A total of 10,014 patients were included in the study population, with 2321 identified as non-switchers, 6396 as switchers, and 1297 as preservative-free latanoprost users. The mean age of the population was 75.4 years and 55% were women. Upon analysis, the study found non-switchers experienced statistically significant lower adherence (proportion of days covered [PDC], 92%) than switchers (PDC, 96%; P <.001) and preservative-free latanoprost users (PDC, 99%; P <.001).
Users of preservative-free latanoprost were found to be more adherent compared to both switchers (P <.001) and non-switchers (P <.001). Additionally, when comparing non-switchers with switchers, switchers were statistically more adherent (P <.001). Regarding persistence, the 1-year cumulative incidences show statistically significant differences in discontinuation among the 3 cohorts (P <.0001), with preservative-free latanoprost being the cohort with the lowest risk of discontinuation.
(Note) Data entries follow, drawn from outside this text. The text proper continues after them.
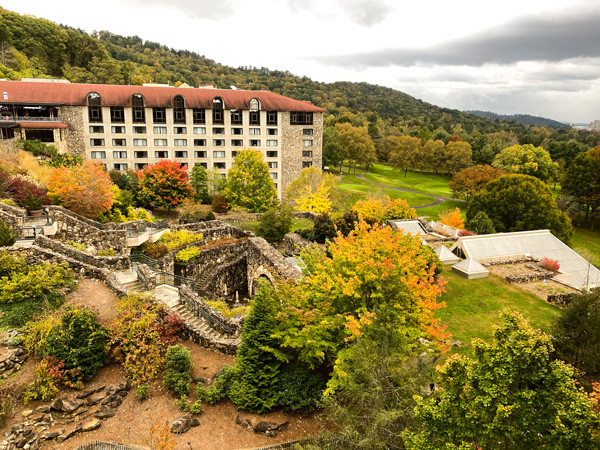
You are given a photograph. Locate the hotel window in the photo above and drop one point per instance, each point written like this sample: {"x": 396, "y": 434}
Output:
{"x": 178, "y": 109}
{"x": 138, "y": 112}
{"x": 271, "y": 117}
{"x": 236, "y": 117}
{"x": 117, "y": 114}
{"x": 218, "y": 111}
{"x": 159, "y": 115}
{"x": 94, "y": 107}
{"x": 300, "y": 118}
{"x": 98, "y": 155}
{"x": 199, "y": 115}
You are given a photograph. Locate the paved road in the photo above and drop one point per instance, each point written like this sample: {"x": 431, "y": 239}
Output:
{"x": 438, "y": 198}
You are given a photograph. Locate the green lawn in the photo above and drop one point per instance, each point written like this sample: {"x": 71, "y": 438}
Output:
{"x": 474, "y": 306}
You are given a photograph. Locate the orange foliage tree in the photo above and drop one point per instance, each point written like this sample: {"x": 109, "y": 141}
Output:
{"x": 372, "y": 269}
{"x": 165, "y": 184}
{"x": 453, "y": 219}
{"x": 471, "y": 180}
{"x": 84, "y": 189}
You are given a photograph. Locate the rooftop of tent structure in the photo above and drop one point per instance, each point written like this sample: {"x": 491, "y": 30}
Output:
{"x": 574, "y": 270}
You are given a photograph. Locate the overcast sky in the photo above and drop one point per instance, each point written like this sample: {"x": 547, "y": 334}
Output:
{"x": 539, "y": 57}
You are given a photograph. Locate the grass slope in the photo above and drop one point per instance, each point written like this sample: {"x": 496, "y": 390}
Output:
{"x": 474, "y": 306}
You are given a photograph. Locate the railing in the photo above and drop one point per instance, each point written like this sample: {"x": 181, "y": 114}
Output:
{"x": 193, "y": 306}
{"x": 173, "y": 280}
{"x": 143, "y": 259}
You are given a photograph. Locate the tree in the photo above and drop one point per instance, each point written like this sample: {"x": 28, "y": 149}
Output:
{"x": 481, "y": 224}
{"x": 7, "y": 237}
{"x": 457, "y": 156}
{"x": 275, "y": 224}
{"x": 165, "y": 184}
{"x": 199, "y": 182}
{"x": 249, "y": 184}
{"x": 316, "y": 187}
{"x": 84, "y": 189}
{"x": 521, "y": 203}
{"x": 576, "y": 333}
{"x": 357, "y": 145}
{"x": 473, "y": 179}
{"x": 332, "y": 148}
{"x": 402, "y": 151}
{"x": 527, "y": 160}
{"x": 513, "y": 395}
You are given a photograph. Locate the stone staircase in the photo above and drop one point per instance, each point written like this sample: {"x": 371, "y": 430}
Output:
{"x": 199, "y": 323}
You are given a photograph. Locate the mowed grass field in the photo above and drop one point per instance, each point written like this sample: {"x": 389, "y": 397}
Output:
{"x": 474, "y": 307}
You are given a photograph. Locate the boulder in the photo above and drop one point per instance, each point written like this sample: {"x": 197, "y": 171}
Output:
{"x": 183, "y": 424}
{"x": 65, "y": 405}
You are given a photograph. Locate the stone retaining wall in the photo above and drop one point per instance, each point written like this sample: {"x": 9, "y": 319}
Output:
{"x": 109, "y": 262}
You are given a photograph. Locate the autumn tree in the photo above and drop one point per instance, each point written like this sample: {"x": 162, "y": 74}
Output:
{"x": 457, "y": 156}
{"x": 84, "y": 189}
{"x": 357, "y": 145}
{"x": 521, "y": 203}
{"x": 473, "y": 179}
{"x": 513, "y": 395}
{"x": 165, "y": 184}
{"x": 527, "y": 160}
{"x": 249, "y": 184}
{"x": 402, "y": 151}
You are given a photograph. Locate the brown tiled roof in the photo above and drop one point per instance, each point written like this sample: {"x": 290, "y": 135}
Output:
{"x": 74, "y": 94}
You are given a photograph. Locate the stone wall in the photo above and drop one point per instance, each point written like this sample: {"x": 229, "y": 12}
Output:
{"x": 293, "y": 243}
{"x": 108, "y": 262}
{"x": 73, "y": 135}
{"x": 35, "y": 254}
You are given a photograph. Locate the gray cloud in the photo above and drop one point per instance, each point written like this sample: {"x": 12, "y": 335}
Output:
{"x": 197, "y": 9}
{"x": 544, "y": 38}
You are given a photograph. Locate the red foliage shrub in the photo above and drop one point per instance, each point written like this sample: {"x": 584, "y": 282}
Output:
{"x": 550, "y": 264}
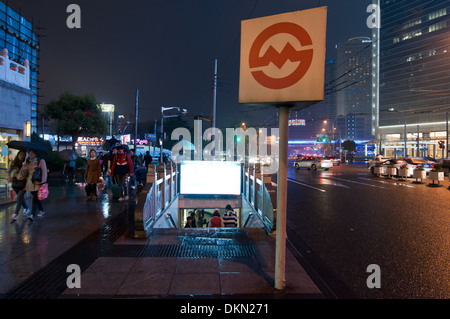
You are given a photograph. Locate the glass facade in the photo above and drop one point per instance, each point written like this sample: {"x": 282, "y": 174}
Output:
{"x": 414, "y": 65}
{"x": 18, "y": 37}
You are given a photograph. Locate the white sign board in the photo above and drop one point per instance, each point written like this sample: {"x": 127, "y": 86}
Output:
{"x": 210, "y": 178}
{"x": 283, "y": 57}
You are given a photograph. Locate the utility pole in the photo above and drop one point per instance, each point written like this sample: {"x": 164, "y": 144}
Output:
{"x": 404, "y": 137}
{"x": 446, "y": 141}
{"x": 135, "y": 121}
{"x": 213, "y": 114}
{"x": 280, "y": 252}
{"x": 418, "y": 142}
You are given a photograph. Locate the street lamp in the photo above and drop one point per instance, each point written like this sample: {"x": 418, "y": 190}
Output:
{"x": 183, "y": 112}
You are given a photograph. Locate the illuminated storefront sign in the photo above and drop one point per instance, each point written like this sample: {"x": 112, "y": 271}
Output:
{"x": 297, "y": 122}
{"x": 89, "y": 141}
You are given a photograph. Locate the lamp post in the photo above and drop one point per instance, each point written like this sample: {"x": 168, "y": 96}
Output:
{"x": 183, "y": 111}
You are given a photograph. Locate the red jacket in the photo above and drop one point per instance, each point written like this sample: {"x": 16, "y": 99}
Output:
{"x": 122, "y": 160}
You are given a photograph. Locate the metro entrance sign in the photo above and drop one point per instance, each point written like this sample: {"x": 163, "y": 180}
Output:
{"x": 283, "y": 65}
{"x": 283, "y": 58}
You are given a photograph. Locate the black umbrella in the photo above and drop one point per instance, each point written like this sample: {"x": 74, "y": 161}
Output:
{"x": 68, "y": 155}
{"x": 28, "y": 146}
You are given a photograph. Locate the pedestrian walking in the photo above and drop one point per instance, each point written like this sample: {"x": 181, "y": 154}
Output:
{"x": 107, "y": 164}
{"x": 36, "y": 170}
{"x": 122, "y": 167}
{"x": 92, "y": 174}
{"x": 230, "y": 217}
{"x": 215, "y": 220}
{"x": 189, "y": 222}
{"x": 194, "y": 223}
{"x": 18, "y": 183}
{"x": 201, "y": 220}
{"x": 147, "y": 159}
{"x": 69, "y": 169}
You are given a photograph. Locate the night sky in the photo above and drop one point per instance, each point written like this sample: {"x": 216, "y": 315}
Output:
{"x": 164, "y": 48}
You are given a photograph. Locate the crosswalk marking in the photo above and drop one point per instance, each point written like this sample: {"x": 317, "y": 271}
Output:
{"x": 306, "y": 185}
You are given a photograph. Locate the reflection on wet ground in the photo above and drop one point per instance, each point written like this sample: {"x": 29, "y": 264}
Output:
{"x": 27, "y": 246}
The analysis indicated switchers had a 53% lower risk of treatment discontinuation, compared to the reference group, within 1 year following the first redemption of latanoprost in both unadjusted (HR, 0.47; 95% CI, 0.41 - 0.53; P <.001) and adjusted (HR, 0.47; 95% CI, 0.42 - 0.53; P <.001) analyses. Additionally, compared to non-switchers, preservative-free latanoprost users had a 78% lower risk of treatment discontinuation in both unadjusted (HR, 0.22; 95% CI, 0.17 - 0.28; P <.001) and adjusted (HR, 0.22; 95% CI, 0.17 - 0.29; P <.001) analyses.
Kolko and colleagues noted the main limitation of their findings is the lack of information on the “real use” of retrieved prescriptions, noting the national registry can only report the extent to which medication prescriptions are redeemed.
“Researchers cannot obtain information on whether a patient is acting by the prescribed range and dose of a dosing regimen,” investigators wrote. “Therefore, we had a strong assumption in our study, or rather that a redeemed prescription was used by the patient and that patients exhibiting higher PDCs were more likely to take the medication as prescribed.”